64. Androgens, anabolic steroids, antiandrogens

Page created on October 3, 2019. Last updated on January 7, 2022 at 22:31


The main endogenous androgen is testosterone. Dehydroepiandrosterone (DHEA), dehydroepiandrosterone sulphate (DHEAS) and androstenedione are all weaker androgens. The weak androgens can be converted into testosterone.

Endogenous biosynthesis:

In men the Leydig cells of the testes are the main producer of androgens, while the adrenal cortex doesn’t contribute too much to overall androgen production. In women the adrenal cortex is the main producer, but the ovaries also synthesize small amounts.

Regulation of androgen production:

GnRH produced by the hypothalamus stimulates the anterior pituitary to produce FSH and LH. LH stimulates androgen synthesis in the testis. FSH, together with androgens, stimulate spermatogenesis.

Testosterone exerts negative feedback effects on the anterior pituitary and the hypothalamus.

Actions of androgens:

  • Development of male primary and secondary sex characteristics
  • Stimulation of prostate and seminal vesicle
  • Maintenance of libido
  • Stimulation of spermatogenesis (with FSH)
  • Increased protein synthesis
  • Stimulation of longitudinal growth
  • Closure of epiphyseal plates
  • Stimulation of sebaceous glands, induction of acne
  • Stimulation of EPO
  • Increased LDL
  • Decreased HDL
  • Alopecia (hair loss)
  • Prostate hyperplasia in elderly

Mechanism of action:

As all steroid hormones androgens have intracellular receptors called the androgen receptors (AR). There are two isoforms, AR-A and AR-B. When androgens bind to this receptor, they modulate gene expression, but, like oestrogens and progestins they also have faster, non-genomic effects on the cells.

In most target cells testosterone is convert by the enzyme 5α-reductase to dihydrotestosterone (DHT), which has higher affinity to the androgen receptor. This occurs in cells like the prostate, liver, hair follicles and skin.

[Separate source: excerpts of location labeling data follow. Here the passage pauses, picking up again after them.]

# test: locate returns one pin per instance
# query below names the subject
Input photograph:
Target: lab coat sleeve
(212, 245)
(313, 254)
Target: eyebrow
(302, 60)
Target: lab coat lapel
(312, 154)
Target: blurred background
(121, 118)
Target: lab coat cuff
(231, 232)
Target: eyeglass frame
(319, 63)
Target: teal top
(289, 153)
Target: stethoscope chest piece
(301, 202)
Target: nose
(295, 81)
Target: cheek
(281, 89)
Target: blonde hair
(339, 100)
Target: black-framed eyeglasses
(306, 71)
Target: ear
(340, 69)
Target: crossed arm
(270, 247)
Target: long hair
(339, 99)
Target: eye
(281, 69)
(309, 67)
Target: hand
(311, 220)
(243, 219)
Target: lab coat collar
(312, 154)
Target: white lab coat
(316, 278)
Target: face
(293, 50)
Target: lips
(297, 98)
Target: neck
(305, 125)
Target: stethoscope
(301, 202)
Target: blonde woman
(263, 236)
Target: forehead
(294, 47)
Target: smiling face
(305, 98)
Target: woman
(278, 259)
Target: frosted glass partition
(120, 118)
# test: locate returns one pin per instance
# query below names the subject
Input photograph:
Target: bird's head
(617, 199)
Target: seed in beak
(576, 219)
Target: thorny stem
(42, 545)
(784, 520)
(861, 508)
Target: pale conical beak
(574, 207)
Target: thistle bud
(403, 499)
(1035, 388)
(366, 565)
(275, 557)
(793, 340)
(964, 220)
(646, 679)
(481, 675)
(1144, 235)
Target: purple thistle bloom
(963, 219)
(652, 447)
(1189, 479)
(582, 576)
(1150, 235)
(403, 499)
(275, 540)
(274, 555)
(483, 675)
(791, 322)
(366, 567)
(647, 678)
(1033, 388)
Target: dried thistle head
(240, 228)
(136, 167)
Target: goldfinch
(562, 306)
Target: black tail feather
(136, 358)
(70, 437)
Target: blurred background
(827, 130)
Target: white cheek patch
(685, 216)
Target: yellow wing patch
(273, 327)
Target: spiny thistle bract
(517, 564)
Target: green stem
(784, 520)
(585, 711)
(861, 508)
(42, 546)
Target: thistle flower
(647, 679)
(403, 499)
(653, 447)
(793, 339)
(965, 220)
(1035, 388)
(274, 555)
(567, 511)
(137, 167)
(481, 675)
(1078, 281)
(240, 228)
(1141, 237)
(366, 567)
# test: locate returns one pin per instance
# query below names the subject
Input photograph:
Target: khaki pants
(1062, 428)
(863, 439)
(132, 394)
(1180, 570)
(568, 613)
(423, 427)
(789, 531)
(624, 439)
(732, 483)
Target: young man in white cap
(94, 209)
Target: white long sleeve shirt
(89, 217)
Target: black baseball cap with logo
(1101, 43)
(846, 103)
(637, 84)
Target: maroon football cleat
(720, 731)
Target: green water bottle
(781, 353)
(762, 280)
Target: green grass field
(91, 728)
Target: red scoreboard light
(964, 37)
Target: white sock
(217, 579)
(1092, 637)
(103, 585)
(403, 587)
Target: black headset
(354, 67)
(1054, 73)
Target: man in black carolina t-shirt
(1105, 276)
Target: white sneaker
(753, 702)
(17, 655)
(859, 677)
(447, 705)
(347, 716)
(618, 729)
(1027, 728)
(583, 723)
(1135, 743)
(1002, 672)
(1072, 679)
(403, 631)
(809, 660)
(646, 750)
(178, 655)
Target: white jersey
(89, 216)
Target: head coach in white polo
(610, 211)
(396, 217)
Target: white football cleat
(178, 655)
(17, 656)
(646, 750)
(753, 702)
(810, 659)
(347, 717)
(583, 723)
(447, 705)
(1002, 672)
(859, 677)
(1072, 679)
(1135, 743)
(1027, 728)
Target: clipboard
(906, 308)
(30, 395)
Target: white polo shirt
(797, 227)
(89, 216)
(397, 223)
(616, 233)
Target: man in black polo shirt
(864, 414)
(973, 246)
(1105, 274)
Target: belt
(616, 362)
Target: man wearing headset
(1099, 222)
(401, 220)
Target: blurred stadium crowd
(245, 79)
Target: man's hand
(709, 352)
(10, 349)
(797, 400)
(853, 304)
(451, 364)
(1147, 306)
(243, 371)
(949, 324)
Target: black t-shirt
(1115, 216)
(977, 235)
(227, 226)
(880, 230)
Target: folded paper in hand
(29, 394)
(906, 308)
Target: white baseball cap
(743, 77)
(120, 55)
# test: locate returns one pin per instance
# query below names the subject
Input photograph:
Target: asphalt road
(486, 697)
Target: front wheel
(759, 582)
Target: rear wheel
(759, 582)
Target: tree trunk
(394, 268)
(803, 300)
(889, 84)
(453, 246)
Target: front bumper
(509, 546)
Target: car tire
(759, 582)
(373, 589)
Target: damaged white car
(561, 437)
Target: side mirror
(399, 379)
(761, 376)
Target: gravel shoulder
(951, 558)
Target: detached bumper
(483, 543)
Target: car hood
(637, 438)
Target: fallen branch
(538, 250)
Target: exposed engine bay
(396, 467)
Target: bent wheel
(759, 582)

Certain molecular effects of androgens are actually mediated by estradiol. In these tissues androgens are converted into estradiol by aromatase, and this estradiol binds to the oestrogen receptor, mediating the effects. This is the case for the negative feedback of androgens in the pituitary and for the closure of epiphyseal plates.

Androgens in therapy

Many androgens can be used therapeutically. Testosterone itself can be used but also esters of testosterone like testosterone enanthate and testosterone undecanoate. 17α-alkylated androgens like methyltestosterone and danazol are also used.


Hypogonadism – testosterone is the drug of choice

Endometriosis, hereditary angioedema, haemophilia A, immune thrombocytopenic purpura – danazol is the drug of choice

They may be effective in improving muscle mass and quality of life in elderly with androgen deficiency, but androgens are not approved for this use.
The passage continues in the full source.